Cue Keith Olbermann: "I can read his lips ... and he is not praying." (AP)It was a good day for New York Giants head coach Tom Coughlin, at least for the most part. Quarterback Eli Manning threw for 510 yards, second most in team history (Phil Simms holds the franchise record with 513 yards in one game), and the G-Men bounced back from their opening-week loss to the Dallas Cowboys despite Eli's three first-half interceptions with a 41-34 victory.
The Bucs kept it close, but when quarterback Josh Freeman threw an interception to linebacker Michael Boley as time was running down, Manning was able to take a knee and run out the clock.
Or, that's how things were supposed to go. As Manning took that knee from his own 29-yard line with five seconds left, the Bucs and Giants got into it in an altercation that Coughlin said could have caused injuries when it's generally accepted that teams adopt a "hands-off" policy.
[Also: Patriots stunned after Stephen Gostkowski misses winning kick]
"Obviously I think it's a little bit of a cheap shot," Manning said. "We're taking a knee, we're in a friendly way, and they're firing off, and that's a way to get someone hurt."

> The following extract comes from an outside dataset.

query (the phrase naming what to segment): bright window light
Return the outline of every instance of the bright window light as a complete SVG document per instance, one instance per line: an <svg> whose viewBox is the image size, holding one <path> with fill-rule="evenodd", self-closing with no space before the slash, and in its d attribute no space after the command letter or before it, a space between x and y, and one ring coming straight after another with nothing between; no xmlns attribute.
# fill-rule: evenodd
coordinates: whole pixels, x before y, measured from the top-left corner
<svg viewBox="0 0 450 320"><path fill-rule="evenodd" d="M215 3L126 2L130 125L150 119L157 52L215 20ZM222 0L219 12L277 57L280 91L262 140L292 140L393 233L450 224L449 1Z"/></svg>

After the game, when the traditional coaches' handshake took place, Coughlin let Tampa Bay head coach Greg Schiano know exactly what he thought of the play.

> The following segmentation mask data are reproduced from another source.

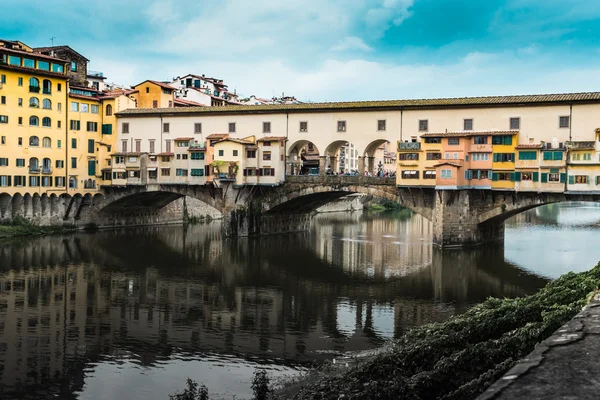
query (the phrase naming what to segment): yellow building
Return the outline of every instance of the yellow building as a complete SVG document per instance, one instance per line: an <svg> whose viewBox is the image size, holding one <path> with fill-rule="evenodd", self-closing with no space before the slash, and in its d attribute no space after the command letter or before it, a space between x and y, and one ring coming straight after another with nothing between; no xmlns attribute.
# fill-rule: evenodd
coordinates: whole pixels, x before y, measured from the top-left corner
<svg viewBox="0 0 600 400"><path fill-rule="evenodd" d="M442 139L422 138L421 142L398 142L396 185L435 186L435 166L442 159Z"/></svg>
<svg viewBox="0 0 600 400"><path fill-rule="evenodd" d="M139 108L174 107L175 88L166 83L147 80L133 88L137 91L134 97Z"/></svg>
<svg viewBox="0 0 600 400"><path fill-rule="evenodd" d="M596 130L595 141L570 141L568 153L567 190L574 192L600 191L600 146Z"/></svg>
<svg viewBox="0 0 600 400"><path fill-rule="evenodd" d="M492 136L492 189L515 188L515 147L518 132Z"/></svg>
<svg viewBox="0 0 600 400"><path fill-rule="evenodd" d="M66 61L0 40L0 192L66 190Z"/></svg>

Coughlin started out with a couple of choice words, then came back to give Schiano, who's in his first season as an NFL coach after a successful tenure at Rutgers, a brief education in League Etiquette 101.
"I don't think you do that," Coughlin told the media after the game, per Ralph Vacchiano of the New York Daily News. "You don't do that in this league. Not only that, you jeopardize the offensive line, you jeopardize the quarterback. Thank goodness we didn't get anybody hurt — that I know of. A couple of linemen were late getting in."
Coughlin said that his players told him that the idea to scrum came from Schiano, but "I don't know. I don't know that. You'd have to ask them."
Schiano was unmoved. "I don't know if that's not something that's done in the National Football League,'' he said. "What I do with our football team is that we fight until they tell us, 'game over.' And there's nothing dirty about it, there's nothing illegal about it. We crowd the ball like a sneak defense and try to knock it loose.
"If people watched Rutgers, they would know that's what we do at the end of a game. We're not going to quit, that's just the way I coach and teach our players. If some people are upset about it, that's just the way it goes. I don't have any hesitation. That's the way we play. We play clean, hard football until they tell us the game is over."
Most likely, that's what Coughlin was telling Schiano: You're not coaching at Rutgers anymore.
If nothing else, this episode gave us a reminder that Week 2's "Sunday Night Football" game features the San Francisco 49ers and the Detroit Lions, and another possible opportunity for a postgame fracas between coaches.